Soigner sans peur : les professionnels de santé rejettent le règlement européen sur les expulsions (« règlement sur le retour »)
Lettre ouverte des professionnels de santé.
Nous sommes des professionnel·le·s de santé : infirmières et infirmiers, médecins, sages-femmes, aides-soignant·e·s, psychologues, psychiatres, dentistes et autres travailleurs de la santé. Nous travaillons dans des hôpitaux, des cabinets privés, des cliniques communautaires, des services de santé maternelle et infantile, des centres de santé publique, des programmes de santé de proximité, des universités et des organisations humanitaires. Chaque jour, nous soignons des personnes de tous horizons. Certaines ont un titre de séjour, d’autres pas. Il n’y a pour nous qu’une seule règle : prodiguer des soins à toute personne qui en a besoin. Sans discrimination.

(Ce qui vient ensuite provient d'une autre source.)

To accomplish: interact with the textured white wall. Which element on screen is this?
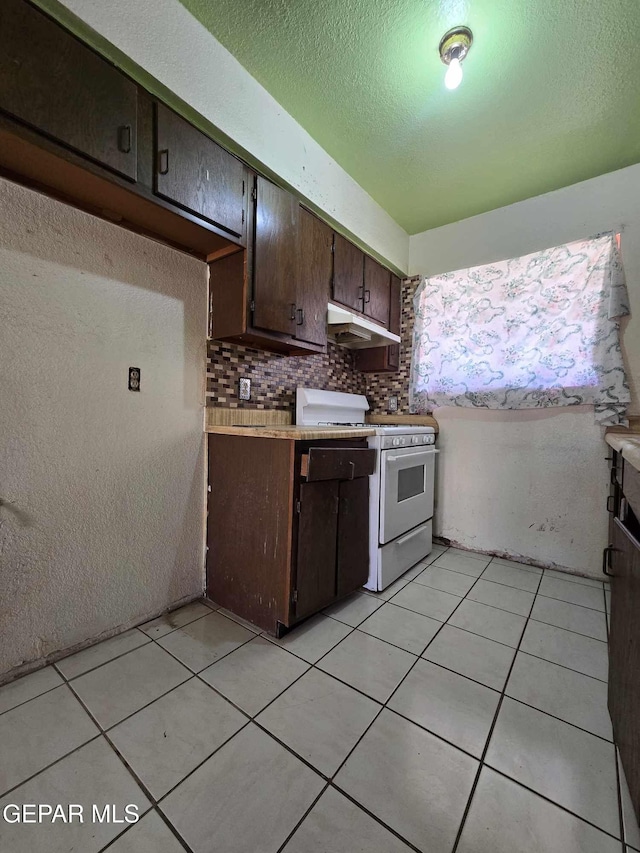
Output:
[409,166,640,575]
[37,0,409,272]
[0,179,207,673]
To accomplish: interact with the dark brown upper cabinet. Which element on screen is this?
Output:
[253,177,299,337]
[364,255,391,327]
[355,275,402,373]
[295,208,333,346]
[0,0,138,181]
[333,234,364,312]
[209,176,324,355]
[154,103,247,243]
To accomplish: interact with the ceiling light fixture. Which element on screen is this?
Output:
[438,27,473,89]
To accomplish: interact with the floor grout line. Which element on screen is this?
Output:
[451,573,544,853]
[0,551,625,853]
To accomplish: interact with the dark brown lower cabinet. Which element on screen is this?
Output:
[207,434,375,636]
[608,463,640,818]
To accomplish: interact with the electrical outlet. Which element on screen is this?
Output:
[239,379,251,400]
[129,367,140,391]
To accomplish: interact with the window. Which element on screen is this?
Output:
[410,234,630,424]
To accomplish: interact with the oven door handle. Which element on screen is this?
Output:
[385,447,440,462]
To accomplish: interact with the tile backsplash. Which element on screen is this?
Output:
[207,281,418,414]
[364,281,420,415]
[207,341,366,412]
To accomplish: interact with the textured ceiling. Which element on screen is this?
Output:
[181,0,640,234]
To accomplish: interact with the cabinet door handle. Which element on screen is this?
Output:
[118,124,131,154]
[158,148,169,175]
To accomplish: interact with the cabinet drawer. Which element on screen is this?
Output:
[154,104,247,238]
[0,0,138,180]
[300,447,376,482]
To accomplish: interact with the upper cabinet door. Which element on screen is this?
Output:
[0,0,137,180]
[155,103,247,238]
[364,256,391,327]
[296,208,333,345]
[387,275,402,370]
[333,234,364,311]
[252,177,298,337]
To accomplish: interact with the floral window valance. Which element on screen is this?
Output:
[410,234,630,424]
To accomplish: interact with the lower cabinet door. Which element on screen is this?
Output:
[337,477,369,598]
[609,518,640,817]
[295,480,340,619]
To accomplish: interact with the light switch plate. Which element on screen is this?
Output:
[239,379,251,400]
[128,367,140,391]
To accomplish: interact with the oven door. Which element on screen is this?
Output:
[380,447,439,545]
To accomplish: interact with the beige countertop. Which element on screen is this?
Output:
[206,424,376,441]
[604,430,640,471]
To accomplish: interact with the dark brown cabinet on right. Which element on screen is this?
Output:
[355,275,402,373]
[154,103,248,243]
[332,234,364,311]
[604,454,640,819]
[209,175,333,355]
[364,255,391,327]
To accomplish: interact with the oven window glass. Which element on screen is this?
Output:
[398,465,424,503]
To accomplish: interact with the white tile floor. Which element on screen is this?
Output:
[0,547,640,853]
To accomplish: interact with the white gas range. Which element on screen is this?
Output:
[296,388,439,590]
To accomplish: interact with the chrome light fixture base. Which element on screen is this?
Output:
[438,27,473,65]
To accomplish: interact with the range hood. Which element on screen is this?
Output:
[327,302,400,349]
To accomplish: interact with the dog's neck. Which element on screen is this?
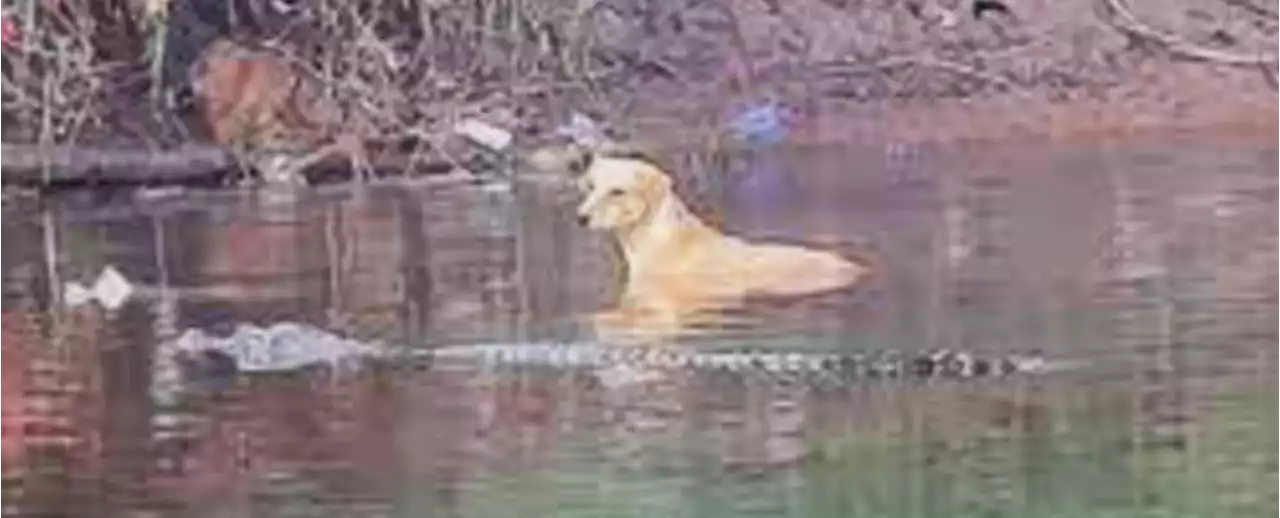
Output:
[614,188,714,279]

La proposition de règlement européen sur le retour, qui vise à faciliter la détection, la détention et l’expulsion de personnes privées de titre de séjour à travers l’Europe, nous préoccupe profondément.
Ce règlement obligerait les États membres à mettre en œuvre des mesures de détection larges et mal définies afin de les identifier. En pratique, cela pourrait faciliter le profilage racial et risquerait de transformer nos écoles, hôpitaux, centres d’hébergement, lieux de travail, transports publics et même nos domiciles en lieux de contrôle de l’immigration. Derrière un langage technique se cache en réalité une transformation profonde de nos sociétés et une atteinte grave à la cohésion sociale.
Pour les personnes privées de titre de séjour, cela crée un climat de peur. La peur pousse les personnes à éviter les soins : elles retardent les consultations médicales et s’isolent, ce qui provoque une détérioration de leur état de santé. Les maladies sont prises en charge plus tard, ce qui entraîne des complications qui auraient pu être évitées, des hospitalisations plus longues et donc des coûts plus élevés pour le système de santé.
Exclure des personnes de l’accès aux soins ne protège jamais la société. Lorsque certaines personnes ont peur d’accéder aux soins, c’est la santé de toutes et tous qui est menacée. La confiance envers les services sociaux se dégrade, ce qui met en danger la santé publique. On l’observe déjà dans des pays comme les États-Unis, où des opérations de type ICE ont lieu quotidiennement.
Le règlement proposé menace également un pilier fondamental de la déontologie médicale : le secret médical. Il pourrait instaurer des obligations de signalement de personnes en situation irrégulière et faciliterait le partage de données personnelles sensibles, y compris des données relatives à la santé, entre les États membres européens et d’autres pays tiers.
Les professionnels de santé ont le devoir éthique de protéger la vie privée de leurs patient·e·s et de garantir un accès sûr aux soins. Toute politique qui ferait pression sur les professionnels de santé pour signaler des patient·e·s ou partager des données personnelles porterait directement atteinte à l’indépendance professionnelle et aux fondements éthiques de la médecine.
Nous refusons de devenir des instruments de contrôle migratoire.
Le règlement intensifiera les expulsions forcées et placera davantage de personnes en détention en Europe et au-delà. Il permet la création de centres d’expulsion en dehors de l’Union européenne, similaires à l’accord Italie–Albanie, ce qui soulève de sérieuses préoccupations concernant le refoulement, l’accès aux soins et les risques de nouveaux préjudices. Il élargira le recours à la détention administrative pour motifs migratoires ainsi que sa durée, y compris pour les enfants et les mineurs non accompagnés.
Les conséquences de la détention sur la santé sont pourtant bien documentées : maladies respiratoires et infectieuses, problèmes psychologiques, anxiété sévère, dépression, troubles du sommeil, retraumatisation, besoins psychiatriques aigus et taux plus élevés de suicide. Dans le cas des enfants, l’impact de la détention est dévastateur à long terme. Elle n’est jamais dans leur intérêt supérieur et va à l’encontre des normes internationales relatives aux droits de l’enfant.
En tant que professionnel·le·s de santé et organisations qui fournissent des soins de santé dans des situations de crise, nous ne pouvons accepter l’émergence d’un système qui trie les personnes entre celles qui mériteraient des soins et celles qui n’en mériteraient pas. Notre engagement est clair : protéger la santé de toute personne ayant besoin de soins, peu importe son statut administratif.
Nous appelons tous les membres du Parlement européen et du Conseil à protéger la santé publique et à refuser qu’elle soit instrumentalisée à des fins de contrôle de l’immigration.